Display quality, the most important monitor feature, isn't a major worry thanks to a generally high standard of performance. But you should also consider these factors when choosing a monitor.
A monitor's resolution refers to the number of picture elements, or pixels, that make up an image. More pixels means finer detail. Most monitors can display at several resolutions, generally from 640x480 to 1920x1200, depending on the monitor and the computer's graphics card. An LCD usually displays its sharpest image when set to its "native" resolution--typically 1440x900 for a 19-inch display, 1680x1050 for a 22-inch, and 1920x1200 for a 24-inch. Typical resolutions for wide-screen monitors are 1600x900 for a 20-inch, 1920x1080 for a 22-inch, and 1920x1200 for a 24-inch. The Apple display we tested has resolution of 2560x2440.
The higher the resolution, the smaller the text and images, meaning more content can fit on the screen. Higher resolution is better for working with photos and graphics.
A flat-panel display's response time indicates how quickly the screen can respond to video image transitions.
Expressed as a ratio, this is a measure of the difference between the brightest white and the deepest black. A higher contrast ratio can produce images that are more vivid and punchy. But because the way manufacturers measure contrast ratio is not uniform, advertised figures are not reliable.
A bright screen is important if you're working in a brightly lit room. The spec is expressed as candelas per square meter, or cd/m2. The higher the number, the better. You can also control an LCD's brightness with buttons or on-screen controls. Most monitors also have controls for color balance (usually called color temperature), adjusting the screen geometry, and similar functions.
Virtually all new monitors have the DVI (digital visual interface) ports you need to take advantage of higher-end video cards for a sharper image. Not all include the necessary DVI cable, however (you can buy one for about $10). HDMI (high-definition multimedia interface) ports are becoming more prevalent. You'll also find them on some newer computers and electronics equipment such as Blu-ray/DVD players. One of the advantages of the HDMI interface is it allows for video and audio to be sent over the same cable (useful only if the monitor has built-in speakers). If you choose a monitor without one, you can buy an adapter for $25 or less that turns a DVI port into an HDMI connector, but you won't get audio through it.
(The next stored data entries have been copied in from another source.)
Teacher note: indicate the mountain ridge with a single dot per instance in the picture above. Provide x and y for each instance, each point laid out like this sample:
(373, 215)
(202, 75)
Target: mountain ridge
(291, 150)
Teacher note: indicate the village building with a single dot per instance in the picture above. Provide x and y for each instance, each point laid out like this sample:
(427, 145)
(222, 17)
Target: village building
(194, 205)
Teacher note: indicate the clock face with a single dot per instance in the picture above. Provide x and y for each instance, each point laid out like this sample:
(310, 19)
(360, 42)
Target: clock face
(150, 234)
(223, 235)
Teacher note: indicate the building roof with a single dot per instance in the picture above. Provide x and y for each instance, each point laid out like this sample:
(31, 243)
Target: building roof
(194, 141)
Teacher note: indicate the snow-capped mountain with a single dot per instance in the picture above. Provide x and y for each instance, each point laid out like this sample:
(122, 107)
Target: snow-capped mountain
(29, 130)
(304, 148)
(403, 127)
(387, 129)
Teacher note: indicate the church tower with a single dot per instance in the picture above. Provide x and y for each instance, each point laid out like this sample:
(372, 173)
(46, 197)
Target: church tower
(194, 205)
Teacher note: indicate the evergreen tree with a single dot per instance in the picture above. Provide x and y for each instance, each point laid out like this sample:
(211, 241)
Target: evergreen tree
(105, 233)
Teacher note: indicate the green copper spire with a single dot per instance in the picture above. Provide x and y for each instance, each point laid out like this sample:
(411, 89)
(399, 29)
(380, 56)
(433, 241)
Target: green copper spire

DisplayPort is another connector beginning to show up on monitors. It can provide the same functionality as HDMI, but because it is royalty-free, it costs less for manufacturers to use it. Last year, several computer and display makers said they would eventually replace DVI and VGA connectors with DisplayPort and HDMI ports.
Another feature you'll be seeing on more monitors is touch-screen technology. The touch-screen monitors we've tested already work with the touch capabilities built into Windows 7. What's more important to consider is what's coming with Windows 8, which is being developed with tablets and computers in mind. That new operating system will incorporate a lot of touch-screen features into its new interface, which will include a series of tiles that represent your applications, documents, and so on. Windows 8 is due out this fall.
You'll find this feature on a few new monitors. All of the 3D monitors in our Ratings use active 3D technology, which generally does a much better job maintaining the 3D effect at various viewing angles than displays that use passive 3D technology. In our tests, all produced great-looking 3D images. The picture on an active 3D monitor isn't quite as bright in 3D mode as it is on a passive display. You'll need special glasses to view 3D. Compared with glasses for passive 3D, active-3D glasses tend to be heavier, cost more, and might need batteries. Of the monitors in our Ratings, only the Acer HN274H ($680) came with glasses.
Some monitors include a microphone, one or more USB ports, integrated or separate speakers, and HDMI inputs for viewing the output of a Blu-ray player or camcorder. You may also see LCD monitors with memory-card readers, so you can display photos on-screen directly from a camera, and iPod docks for viewing images or playing music through the monitor. A built-in TV tuner is another feature to look for if you want your monitor to double as a TV.